Home / Full timeline / Richard Allen and Absalom Jones establish the Free African Society, a Black self-help group in Philadelphia, after being ordered to move to a designated worship area for Blacks at a local Church.
Richard Allen and Absalom Jones establish the Free African Society, a Black self-help group in Philadelphia, after being ordered to move to a designated worship area for Blacks at a local Church.
1787 (Apr 12)
Richard Allen and Absalom Jones organized the Free African society, a Black self-help group, in Philadelphia. Allen was perhaps the most conspicuous Black leader in the country before the rise of Frederick Douglass.

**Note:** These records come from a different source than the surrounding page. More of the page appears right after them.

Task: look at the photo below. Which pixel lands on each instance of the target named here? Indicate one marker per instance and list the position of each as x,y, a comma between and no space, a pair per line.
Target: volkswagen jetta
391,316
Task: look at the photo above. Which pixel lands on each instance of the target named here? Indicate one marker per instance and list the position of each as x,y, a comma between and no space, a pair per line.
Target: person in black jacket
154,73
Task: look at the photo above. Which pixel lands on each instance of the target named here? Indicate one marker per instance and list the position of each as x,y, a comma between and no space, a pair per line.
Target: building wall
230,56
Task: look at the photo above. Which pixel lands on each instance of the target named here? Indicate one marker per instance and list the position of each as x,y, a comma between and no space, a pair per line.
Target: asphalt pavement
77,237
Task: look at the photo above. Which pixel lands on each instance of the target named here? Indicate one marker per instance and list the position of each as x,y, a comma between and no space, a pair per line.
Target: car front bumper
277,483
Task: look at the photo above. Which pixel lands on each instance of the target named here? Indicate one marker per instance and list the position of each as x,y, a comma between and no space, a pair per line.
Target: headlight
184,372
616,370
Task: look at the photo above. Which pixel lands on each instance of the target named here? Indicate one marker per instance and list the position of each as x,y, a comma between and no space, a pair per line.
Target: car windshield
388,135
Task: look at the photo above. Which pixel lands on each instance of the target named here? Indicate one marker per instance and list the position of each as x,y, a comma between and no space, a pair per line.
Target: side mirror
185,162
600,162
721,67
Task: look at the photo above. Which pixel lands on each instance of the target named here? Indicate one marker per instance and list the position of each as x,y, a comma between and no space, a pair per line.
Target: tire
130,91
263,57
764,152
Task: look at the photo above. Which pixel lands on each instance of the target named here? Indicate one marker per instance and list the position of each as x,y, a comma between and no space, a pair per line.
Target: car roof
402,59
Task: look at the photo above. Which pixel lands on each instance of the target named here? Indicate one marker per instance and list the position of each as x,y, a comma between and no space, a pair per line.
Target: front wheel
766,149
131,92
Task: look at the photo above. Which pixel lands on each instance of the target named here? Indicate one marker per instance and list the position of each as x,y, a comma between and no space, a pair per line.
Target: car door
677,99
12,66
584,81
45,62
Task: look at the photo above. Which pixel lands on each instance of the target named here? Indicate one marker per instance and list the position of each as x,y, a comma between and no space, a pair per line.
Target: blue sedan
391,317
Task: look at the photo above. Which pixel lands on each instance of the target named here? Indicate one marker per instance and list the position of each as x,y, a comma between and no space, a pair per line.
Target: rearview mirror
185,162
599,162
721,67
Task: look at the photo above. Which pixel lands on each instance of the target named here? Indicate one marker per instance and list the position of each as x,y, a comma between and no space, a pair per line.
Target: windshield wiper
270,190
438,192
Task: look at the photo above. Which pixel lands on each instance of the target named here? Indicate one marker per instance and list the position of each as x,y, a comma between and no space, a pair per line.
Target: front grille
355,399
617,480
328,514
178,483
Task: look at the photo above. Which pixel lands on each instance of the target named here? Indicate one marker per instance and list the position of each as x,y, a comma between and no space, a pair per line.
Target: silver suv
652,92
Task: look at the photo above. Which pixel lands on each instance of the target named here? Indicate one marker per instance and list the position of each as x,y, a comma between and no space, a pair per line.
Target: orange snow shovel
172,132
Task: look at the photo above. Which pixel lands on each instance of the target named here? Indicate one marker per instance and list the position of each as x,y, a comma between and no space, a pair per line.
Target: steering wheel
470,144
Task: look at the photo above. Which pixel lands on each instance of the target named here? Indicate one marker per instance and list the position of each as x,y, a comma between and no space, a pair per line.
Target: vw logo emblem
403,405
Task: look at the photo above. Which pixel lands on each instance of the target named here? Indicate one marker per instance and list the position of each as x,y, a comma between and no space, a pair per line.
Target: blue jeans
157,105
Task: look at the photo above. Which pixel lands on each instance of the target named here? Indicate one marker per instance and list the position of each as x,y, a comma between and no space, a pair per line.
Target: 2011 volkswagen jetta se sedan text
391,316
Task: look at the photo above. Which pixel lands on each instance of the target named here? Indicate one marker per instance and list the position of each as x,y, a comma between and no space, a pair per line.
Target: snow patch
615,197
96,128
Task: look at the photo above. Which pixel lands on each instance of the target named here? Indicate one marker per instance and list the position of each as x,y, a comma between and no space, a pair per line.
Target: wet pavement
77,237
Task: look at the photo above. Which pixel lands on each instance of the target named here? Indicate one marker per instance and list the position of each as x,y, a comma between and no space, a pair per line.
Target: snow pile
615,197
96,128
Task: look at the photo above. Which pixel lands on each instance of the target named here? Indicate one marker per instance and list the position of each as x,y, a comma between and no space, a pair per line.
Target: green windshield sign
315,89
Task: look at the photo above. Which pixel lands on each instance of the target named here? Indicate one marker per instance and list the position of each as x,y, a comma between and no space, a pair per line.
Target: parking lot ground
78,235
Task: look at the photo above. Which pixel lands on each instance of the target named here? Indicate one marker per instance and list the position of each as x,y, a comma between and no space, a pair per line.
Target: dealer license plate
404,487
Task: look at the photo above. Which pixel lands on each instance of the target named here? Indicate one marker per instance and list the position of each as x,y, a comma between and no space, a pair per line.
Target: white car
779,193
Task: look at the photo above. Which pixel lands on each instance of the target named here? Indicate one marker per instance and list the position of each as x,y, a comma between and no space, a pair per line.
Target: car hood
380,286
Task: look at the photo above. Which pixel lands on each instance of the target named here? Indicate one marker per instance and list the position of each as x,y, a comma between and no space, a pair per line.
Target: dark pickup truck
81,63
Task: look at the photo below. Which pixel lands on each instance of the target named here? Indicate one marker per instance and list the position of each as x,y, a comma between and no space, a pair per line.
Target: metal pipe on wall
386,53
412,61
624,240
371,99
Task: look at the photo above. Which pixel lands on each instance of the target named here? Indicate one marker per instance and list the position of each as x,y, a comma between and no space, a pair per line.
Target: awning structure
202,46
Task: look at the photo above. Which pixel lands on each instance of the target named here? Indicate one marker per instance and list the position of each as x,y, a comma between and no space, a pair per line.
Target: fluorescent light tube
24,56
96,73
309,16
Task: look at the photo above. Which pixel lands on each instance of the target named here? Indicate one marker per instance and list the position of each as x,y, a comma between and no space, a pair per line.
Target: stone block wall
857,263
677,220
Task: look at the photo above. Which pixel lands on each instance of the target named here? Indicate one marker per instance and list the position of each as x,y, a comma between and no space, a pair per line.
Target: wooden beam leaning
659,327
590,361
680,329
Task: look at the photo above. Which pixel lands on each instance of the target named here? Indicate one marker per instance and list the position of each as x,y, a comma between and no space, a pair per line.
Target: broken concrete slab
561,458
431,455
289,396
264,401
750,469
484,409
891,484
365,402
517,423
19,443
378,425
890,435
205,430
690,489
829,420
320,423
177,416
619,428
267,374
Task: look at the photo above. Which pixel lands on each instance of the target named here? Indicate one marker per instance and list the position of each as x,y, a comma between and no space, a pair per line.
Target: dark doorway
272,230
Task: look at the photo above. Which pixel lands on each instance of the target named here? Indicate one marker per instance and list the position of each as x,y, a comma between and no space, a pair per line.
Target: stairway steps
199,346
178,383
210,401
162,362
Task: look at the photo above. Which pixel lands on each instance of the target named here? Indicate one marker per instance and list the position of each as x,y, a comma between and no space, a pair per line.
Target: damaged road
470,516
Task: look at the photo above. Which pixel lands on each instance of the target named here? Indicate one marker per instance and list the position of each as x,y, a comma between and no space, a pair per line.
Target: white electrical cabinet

His stature rested upon his leadership in the establishment of such organizations as the Free African Society and the African Methodist Episcopal (A.M.E.) Church. Jones was an associate of Allen for many years, but the two parted when Jones, who was attracted by Anglicanism, became rector of the first Protestant Episcopal congregation for Blacks. Jones was born enslaved in Sussex, Delaware. His enslaver took him to Philadelphia to work as a handyman in a store where he was taught to write by one of the clerks. He later attended night school and completed his education. Saving money that visitors to his enslaver's house had given him, together with his earnings, Jones purchased both his own freedom and that of his wife. He became a member of the St. George's Methodist Church in Philadelphia. While attending services there one Sunday in 1786, Jones, Allen, and other worshippers, were pulled from their knees and ordered to move to the reserved worship area for Blacks in the church's balcony. Out of this incident grew the Free African society, a quasi-religious organization whose programs included a fund for mutual aid, burial assistance, relief for widows and orphans, strengthening of marriage ties and personal morality, cooperation with abolition societies, and correspondence with free Blacks in other areas. It was probably the first stable, independent Black social organization in the United States. Among the other joint efforts of Allen and Jones were the organization of relief measures for the Black population in Philadelphia during the yellow-fever epidemic in 1793, and the raising of a company of Black militia during the War of 1812.
References:
- • Hornsby, Alton. Chronology of African-American History: Significant Events and People from 1619 to the Present. Detroit: Gale Research, 1995.